The ability to delude yourself may be an important survival tool.
Jane Wagner


Unknown Shore: The Lost History of England’s Arctic Colony by Robert Ruby

Book Review

Reviewed December 16, 2005
Rating: 4 stars

Unknown Shore recounts the practically-forgotten story of the Frobisher expeditions and the first attempt to colonize the New World. Martin Frobisher, an Elizabethan adventurer with a dangerously large ego and a particularly violent temper, initially set out to discover a northwest passage to Cathay, but instead stumbled across the Arctic, a place that was still a mysterious Ultima Thule to the English. During his first stay off the coast of Greenland, he managed to kidnap an Inuit to take home and display as a “curiosity,” accidentally leave five of his men behind when he left, and—most importantly, as it turned out—discover a strange kind of “black rock” which, when examined by assayers back in England, was reported to contain significant amounts of gold. Seized by gold fever, the English decided to send Frobisher back for more black rock, along with enough men and supplies to start a mining colony in the new land he’d discovered.

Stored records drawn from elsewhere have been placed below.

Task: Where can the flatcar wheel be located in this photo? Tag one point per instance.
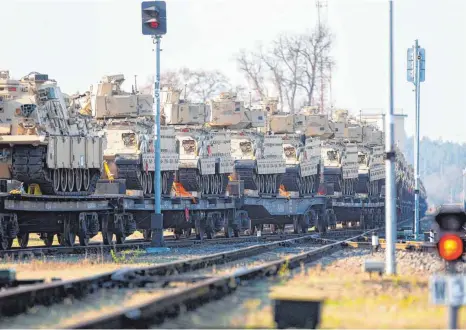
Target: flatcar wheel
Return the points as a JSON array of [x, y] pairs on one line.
[[56, 179], [78, 175], [259, 183], [70, 178], [6, 243], [205, 184], [301, 187], [120, 238], [213, 184], [222, 183], [144, 183], [255, 180], [262, 183], [147, 234], [70, 239], [178, 233], [216, 184], [139, 177], [83, 239], [164, 183], [86, 179], [309, 185], [23, 240], [187, 232], [48, 239], [60, 239], [63, 182], [150, 182]]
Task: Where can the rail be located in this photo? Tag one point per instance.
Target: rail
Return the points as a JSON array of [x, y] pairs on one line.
[[169, 305]]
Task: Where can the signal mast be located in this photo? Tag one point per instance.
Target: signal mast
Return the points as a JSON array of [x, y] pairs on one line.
[[322, 22]]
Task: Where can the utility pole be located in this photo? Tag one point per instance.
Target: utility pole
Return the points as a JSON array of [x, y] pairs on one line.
[[321, 4], [154, 23], [390, 189], [416, 75]]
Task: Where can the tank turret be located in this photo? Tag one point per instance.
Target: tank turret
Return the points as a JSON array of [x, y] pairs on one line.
[[340, 162], [259, 160], [225, 111], [301, 153], [128, 120], [205, 159], [45, 142], [203, 145]]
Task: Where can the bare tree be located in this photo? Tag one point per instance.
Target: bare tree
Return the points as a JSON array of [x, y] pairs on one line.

You don’t have to be a history major to know where this one is going: the would-be colony fails to take hold, and the black rock turns out to be worthless. And the route to Cathay? Never found—no such thing existed. The whole painful incident might have been buried by history, if Frobisher’s angry investors hadn’t made such a noise about their lost money. As it is, the voyages and their humiliating outcome remain a little-known historical footnote, despite the fact that Frobisher and his men were the first English people to set foot in the New World.

Interwoven with this story is the tale of an American, Charles Francis Hall, an eccentric Arctic enthusiast who set out—on his own—to discover the fate of the lost Franklin expedition. Along the way, he learned from the Inuit of another, much earlier group of white men who had come to their land. Investigating, Hall found the island that was to have housed the English colony, and the centuries-old trenches that marked their mining operations. He also proved once and for all that Frobisher’s Strait, the body of water Frobisher had insisted was a waterway, was actually a bay.

Ruby tells the story well, with little novelization. He does not put either Frobisher or Hall on a pedestal; if anything, he is a little too aware of their flaws, especially in comparison to the Inuit. (Particularly touching are the scenes of the Inuit captives, willfully misunderstood by their captors and inevitably doomed to die when they reach England.) He mostly steers clear, too, of the natural authorial urge to tell in depth the story of his own Arctic adventures while researching the book. The only major flaw in the book’s storytelling is the chunky “intertwining” of the parallel tales; Ruby spends a few chapters on Frobisher’s adventures, then—just when you’re really getting into the story—cuts away to Hall’s adventures; by the time you’re well into Hall’s story, it’s back to Frobisher again. Both stories are interesting, so interesting that you want to follow each one through right to the end—no breaks.

I picked this book up because of my interest in Arctic exploration, but it’s more than just another tale of the frozen north: it’s a fascinating and forgotten story of survival, politics, and human greed, peopled with interesting characters and strange adventures. Anyone interested in—well, in almost any aspect of human nature and exploration—would be well advised to read this.